Estos días ciertos políticos españoles, secundados por algunos ciudadanos de a pie, aparecen enfrascados en el debate más absurdo que cabe imaginarse en momentos tan confusos. La cuestión ha surgido a la vista de la comprensible razón que ha empujado a los cubanos a salir a las calles a protestar contra el régimen político que gobierna en la isla desde hace más de sesenta años ininterrumpidos.
La duda, en mi opinión absurda porque cuesta creerlo todavía, que se ha planteado es si Cuba es una dictadura. Hay quien lo pregunta y, lo que son la ceguera y las obnubilaciones mentales, quienes responden que no.
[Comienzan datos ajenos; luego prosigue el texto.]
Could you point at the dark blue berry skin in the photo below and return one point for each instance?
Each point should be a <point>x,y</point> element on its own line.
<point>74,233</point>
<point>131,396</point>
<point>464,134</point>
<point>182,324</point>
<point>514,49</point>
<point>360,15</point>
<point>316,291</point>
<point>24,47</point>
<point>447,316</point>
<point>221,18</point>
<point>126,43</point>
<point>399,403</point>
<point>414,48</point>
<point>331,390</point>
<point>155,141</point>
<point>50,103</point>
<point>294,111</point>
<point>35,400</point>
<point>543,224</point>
Y se quedan tan panchos. Naturalmente es lo que sostienen los gobernantes en La Habana: ningún dictador, de tantos como quedan por el mundo, reconoce que su autoritarismo implacable es una dictadura.
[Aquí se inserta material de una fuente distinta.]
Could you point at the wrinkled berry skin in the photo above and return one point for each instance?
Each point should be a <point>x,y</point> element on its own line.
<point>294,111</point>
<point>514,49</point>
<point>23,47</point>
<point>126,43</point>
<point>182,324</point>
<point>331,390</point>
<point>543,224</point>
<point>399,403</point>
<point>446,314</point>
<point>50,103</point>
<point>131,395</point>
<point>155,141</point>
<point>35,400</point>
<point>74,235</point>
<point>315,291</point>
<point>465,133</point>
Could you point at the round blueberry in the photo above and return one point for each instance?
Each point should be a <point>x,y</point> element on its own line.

Franco, sin ir más lejos, lo negaba mientras lo ejercía: sus ideólogos definían al régimen como democracia orgánica y sus guardianes de gris actuaban a estacazo limpio, cárcel y pelotones de ejecución. Por eso muchos nos preguntamos, ¿cómo se puede dudar sobre si Cuba es una dictadura? Seis décadas de régimen único y familiar, falta total de libertades, represión sin piedad para los discrepantes, economía estatizada y recurso al garrote y tente tieso, ¿no son suficientes muestras?
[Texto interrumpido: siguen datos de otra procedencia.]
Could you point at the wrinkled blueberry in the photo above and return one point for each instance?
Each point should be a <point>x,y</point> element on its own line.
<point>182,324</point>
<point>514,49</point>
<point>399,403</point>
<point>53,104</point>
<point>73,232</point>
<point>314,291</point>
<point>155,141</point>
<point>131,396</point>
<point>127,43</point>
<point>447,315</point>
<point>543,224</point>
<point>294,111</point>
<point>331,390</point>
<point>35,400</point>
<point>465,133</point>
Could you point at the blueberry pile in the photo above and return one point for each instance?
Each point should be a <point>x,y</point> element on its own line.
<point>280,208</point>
¿Qué más hace falta para sufrir una dictadura, feroz como todas, y además, con vocación inequívoca de perpetuarse en paralelo con la miseria de los habitantes? ¿Cómo puede sorprender que un pueblo oprimido y encerrado estalle y salga a la calle a exigir lo mínimo que ansiamos tener todos: comida, respeto humano y libertad?